Cancer Escape From T-cells
In order for conventional alpha beta T-cells to recognize and kill a cancer cell, the cancer cell must be presenting mutated protein fragments from inside of the cell to the T-cells on the outside. These protein fragments are presented by classical MHC I molecules. Cancer cells can escape T-cell detection when they stop expressing classical MHC I molecules on their cell surfaces.
Natural Killer Cell Detection of Cancer
Natural Killer cells are designed to detect the loss of classical MHC I on cell surfaces and will kill these cells without classical MHC I unless they are inhibited in another way.
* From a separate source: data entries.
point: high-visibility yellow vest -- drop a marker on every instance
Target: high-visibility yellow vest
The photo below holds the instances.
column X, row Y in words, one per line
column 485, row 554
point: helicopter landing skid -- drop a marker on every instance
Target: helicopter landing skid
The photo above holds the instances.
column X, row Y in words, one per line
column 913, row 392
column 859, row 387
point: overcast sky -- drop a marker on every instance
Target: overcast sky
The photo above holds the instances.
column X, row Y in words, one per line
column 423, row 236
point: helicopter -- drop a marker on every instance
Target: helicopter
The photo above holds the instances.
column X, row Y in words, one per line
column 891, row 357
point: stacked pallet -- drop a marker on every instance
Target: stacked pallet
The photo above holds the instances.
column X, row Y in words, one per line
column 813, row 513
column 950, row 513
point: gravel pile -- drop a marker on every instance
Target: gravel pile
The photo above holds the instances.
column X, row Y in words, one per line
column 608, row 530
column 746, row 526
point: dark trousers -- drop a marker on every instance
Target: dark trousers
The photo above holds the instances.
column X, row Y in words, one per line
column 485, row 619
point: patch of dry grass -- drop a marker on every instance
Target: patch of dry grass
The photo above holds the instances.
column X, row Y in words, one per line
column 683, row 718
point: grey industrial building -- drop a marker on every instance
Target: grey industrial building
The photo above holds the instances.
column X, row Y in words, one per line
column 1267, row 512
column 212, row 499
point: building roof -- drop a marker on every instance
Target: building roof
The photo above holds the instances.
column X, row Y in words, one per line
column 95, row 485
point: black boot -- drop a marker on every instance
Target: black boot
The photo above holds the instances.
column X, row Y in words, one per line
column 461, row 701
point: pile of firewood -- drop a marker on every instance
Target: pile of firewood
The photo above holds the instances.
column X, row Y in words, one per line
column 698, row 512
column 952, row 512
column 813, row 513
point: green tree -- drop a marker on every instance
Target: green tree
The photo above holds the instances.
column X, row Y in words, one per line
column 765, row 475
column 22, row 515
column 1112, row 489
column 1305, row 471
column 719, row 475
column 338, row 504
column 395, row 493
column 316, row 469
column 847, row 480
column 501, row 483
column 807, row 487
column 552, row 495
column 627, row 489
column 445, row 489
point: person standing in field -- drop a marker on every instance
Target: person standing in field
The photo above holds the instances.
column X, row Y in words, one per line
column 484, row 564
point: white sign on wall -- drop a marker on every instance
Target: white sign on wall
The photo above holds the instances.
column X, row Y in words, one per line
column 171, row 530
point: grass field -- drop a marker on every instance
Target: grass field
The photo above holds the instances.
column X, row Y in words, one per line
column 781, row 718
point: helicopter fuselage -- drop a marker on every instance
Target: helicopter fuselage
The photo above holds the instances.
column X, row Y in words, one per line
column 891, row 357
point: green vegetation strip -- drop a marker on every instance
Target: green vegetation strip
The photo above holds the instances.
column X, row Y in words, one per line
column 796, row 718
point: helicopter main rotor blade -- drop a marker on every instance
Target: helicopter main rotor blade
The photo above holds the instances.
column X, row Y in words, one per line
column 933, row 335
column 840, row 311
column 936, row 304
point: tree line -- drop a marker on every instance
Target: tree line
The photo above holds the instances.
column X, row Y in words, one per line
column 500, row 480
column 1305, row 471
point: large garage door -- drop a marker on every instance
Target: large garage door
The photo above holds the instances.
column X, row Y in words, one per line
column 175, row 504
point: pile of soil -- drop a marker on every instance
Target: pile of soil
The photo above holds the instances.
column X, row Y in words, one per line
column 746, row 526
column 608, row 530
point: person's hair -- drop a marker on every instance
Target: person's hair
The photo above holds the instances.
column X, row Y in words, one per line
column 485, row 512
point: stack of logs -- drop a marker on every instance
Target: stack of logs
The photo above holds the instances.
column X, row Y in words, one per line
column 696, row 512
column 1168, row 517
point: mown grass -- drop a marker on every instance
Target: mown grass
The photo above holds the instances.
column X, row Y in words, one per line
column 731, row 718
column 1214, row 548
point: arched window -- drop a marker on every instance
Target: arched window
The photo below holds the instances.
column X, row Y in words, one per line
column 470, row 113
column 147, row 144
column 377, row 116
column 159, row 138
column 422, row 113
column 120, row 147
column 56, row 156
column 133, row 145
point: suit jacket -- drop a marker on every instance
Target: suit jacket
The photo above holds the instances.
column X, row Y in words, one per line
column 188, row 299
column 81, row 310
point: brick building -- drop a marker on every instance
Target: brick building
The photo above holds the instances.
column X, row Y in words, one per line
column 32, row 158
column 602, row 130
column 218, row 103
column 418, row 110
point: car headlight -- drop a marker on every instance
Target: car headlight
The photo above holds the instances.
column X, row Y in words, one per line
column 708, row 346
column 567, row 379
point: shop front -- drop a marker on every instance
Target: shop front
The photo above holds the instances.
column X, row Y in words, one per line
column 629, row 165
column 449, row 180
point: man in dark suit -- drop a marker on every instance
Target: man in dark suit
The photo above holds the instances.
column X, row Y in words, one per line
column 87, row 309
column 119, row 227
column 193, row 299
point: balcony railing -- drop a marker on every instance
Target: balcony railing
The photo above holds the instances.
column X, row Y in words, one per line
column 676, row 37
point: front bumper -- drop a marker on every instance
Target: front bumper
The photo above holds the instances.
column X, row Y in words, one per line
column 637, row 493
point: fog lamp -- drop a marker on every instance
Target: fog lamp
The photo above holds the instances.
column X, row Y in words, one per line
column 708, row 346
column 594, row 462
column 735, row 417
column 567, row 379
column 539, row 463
Essentially, Natural Killer cells can take up the slack when the T-cells can no longer "see" the cancer cells.
The Most Dangerous Scenario: When Neither T-cells Nor NK Cells Can Destroy Cancer
Natural Killer cells can be inhibited from attacking cancer when the cancer cells upregulate non-classical MHC I on their surface.
If the non-classical MHC I is upregulated and the classical MHC I is also simultaneously downregulated on cancer cells, neither T-cells nor Natural Killer cells will be able to attack the cancer.
What Are The Solutions?
Increasing the presence of an immune system signaling molecule called Interferon gamma can push cancer cells to express classical MHC I and make them more visible to T-cells.
A challenge arises when mutations in the genes that control MHC presentation machinery prevent MHC expression even in the presence of Interferon gamma. When this is the case, there are new clinical trials to block non-classical MHC I, to give Natural Killer cells a better chance to kill the cancer.
In addition to Natural Killer cells, CAR-T cells which are designed to function in the absence of MHC I may be a solution to MHC loss. Finally, harnessing a more rare type of T-cell called gamma delta T-cells may prove a solution for loss of MHC l expression, but much more research is needed on gamma delta T-cells.